= What Degree? Which University? =

What Degree? Which University? is a student-run university website that profiles the major Australian tertiary education institutions and their degree programs with advice on the university experience.

== Categories ==
The What Degree? and Which Uni? sections of the website provide information on Australian universities and their degree programs, along with profiles of current and former students who are currently or have formerly been enrolled in degree programs at particular institutions.

The website also provides articles and information on student life, student housing, and graduate opportunities for university leavers through the Lifestyle, Student Housing, Survival Guide and After Uni sections.

== History ==
The creator of What Degree? Which University? is David Handley, the founding director of international sculpture exhibition, Sculpture by the Sea. Handley first conceptualised What Degree? Which University? whilst studying his final year of Law at the University of Sydney.

In 1988, What Degree? Which University? took form through university seminars held at the University of Sydney, allowing prospective students to compare degree options by hearing current and former students of undergraduate degree programs discuss their studying experiences.

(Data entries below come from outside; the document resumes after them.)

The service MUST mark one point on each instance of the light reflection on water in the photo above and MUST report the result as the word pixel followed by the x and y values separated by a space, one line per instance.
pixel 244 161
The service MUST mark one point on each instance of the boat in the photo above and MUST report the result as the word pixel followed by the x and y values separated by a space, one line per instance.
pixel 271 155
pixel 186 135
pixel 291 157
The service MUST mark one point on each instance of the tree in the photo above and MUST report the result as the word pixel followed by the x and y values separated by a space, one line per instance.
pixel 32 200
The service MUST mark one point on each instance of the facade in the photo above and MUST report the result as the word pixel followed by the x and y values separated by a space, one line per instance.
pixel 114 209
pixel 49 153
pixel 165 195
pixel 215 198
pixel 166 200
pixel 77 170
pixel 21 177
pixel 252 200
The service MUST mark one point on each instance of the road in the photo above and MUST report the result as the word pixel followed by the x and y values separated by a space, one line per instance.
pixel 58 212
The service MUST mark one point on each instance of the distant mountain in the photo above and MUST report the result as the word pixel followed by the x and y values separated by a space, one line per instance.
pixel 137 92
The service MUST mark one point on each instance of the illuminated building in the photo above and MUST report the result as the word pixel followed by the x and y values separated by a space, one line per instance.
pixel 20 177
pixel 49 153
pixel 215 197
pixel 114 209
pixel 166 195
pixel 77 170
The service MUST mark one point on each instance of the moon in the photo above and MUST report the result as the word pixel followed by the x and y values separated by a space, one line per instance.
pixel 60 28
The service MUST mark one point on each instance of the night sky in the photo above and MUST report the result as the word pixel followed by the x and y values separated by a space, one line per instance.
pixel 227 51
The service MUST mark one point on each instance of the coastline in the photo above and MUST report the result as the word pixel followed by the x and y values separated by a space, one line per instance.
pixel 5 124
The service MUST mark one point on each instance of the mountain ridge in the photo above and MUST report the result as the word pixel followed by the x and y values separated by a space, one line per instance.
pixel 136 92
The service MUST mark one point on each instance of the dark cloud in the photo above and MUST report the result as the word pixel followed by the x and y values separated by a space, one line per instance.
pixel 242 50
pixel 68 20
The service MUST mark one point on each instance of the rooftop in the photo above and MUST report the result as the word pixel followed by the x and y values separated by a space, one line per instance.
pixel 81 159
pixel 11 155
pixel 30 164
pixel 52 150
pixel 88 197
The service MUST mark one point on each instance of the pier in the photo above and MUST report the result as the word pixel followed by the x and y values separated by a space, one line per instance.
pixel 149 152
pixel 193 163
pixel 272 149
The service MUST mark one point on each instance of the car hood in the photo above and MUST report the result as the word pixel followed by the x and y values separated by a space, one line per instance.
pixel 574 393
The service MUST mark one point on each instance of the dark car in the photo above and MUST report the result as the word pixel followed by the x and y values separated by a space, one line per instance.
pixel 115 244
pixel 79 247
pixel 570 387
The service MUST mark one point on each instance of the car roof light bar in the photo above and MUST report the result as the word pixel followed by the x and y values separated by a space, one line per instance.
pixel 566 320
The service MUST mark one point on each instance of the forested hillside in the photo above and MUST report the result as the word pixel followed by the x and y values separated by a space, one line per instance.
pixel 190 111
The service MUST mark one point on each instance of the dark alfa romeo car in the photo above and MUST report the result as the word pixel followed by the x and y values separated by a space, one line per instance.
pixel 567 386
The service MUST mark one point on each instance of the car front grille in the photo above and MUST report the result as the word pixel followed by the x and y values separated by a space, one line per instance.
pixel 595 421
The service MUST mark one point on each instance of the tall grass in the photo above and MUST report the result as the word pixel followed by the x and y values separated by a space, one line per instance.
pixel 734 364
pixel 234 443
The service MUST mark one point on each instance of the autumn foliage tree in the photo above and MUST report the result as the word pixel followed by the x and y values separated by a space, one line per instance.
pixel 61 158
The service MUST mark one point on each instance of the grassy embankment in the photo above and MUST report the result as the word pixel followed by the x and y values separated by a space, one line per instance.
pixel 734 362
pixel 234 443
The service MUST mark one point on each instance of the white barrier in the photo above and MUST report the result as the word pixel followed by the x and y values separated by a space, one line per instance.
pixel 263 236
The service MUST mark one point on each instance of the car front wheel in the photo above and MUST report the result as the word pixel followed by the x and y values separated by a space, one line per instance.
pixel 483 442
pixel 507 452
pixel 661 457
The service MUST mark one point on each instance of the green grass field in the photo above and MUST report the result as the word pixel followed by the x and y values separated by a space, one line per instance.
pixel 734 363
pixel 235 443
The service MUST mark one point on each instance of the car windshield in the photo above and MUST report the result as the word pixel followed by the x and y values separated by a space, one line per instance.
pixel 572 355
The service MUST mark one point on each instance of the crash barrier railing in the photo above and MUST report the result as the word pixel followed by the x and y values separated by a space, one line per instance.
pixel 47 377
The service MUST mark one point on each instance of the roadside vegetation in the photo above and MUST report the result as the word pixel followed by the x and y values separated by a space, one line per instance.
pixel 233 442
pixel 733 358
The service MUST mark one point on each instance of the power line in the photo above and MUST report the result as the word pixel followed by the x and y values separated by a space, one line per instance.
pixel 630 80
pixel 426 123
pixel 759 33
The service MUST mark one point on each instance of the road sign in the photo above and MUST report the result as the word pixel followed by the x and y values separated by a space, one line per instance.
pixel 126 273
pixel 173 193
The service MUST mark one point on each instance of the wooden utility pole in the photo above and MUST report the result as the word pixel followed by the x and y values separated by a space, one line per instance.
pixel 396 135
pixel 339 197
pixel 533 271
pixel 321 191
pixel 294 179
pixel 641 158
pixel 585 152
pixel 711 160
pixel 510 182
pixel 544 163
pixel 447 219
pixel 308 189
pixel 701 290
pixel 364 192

Handley resurrected the concept in 2010 with the help of a team of undergraduate students, and launched What Degree? Which University? as a website in August 2011. Six months after its launch, What Degree? Which University? had attracted more than 22,000 visitors and expanded to provide information about universities across Australia.

== Present ==
Today, the website covers 23 Australian universities and is staffed by 17 undergraduate and postgraduate students. What Degree? Which University? claims to have had 77,500 visits to the website (55,000 of which being unique visitors) and 450,000 page visits.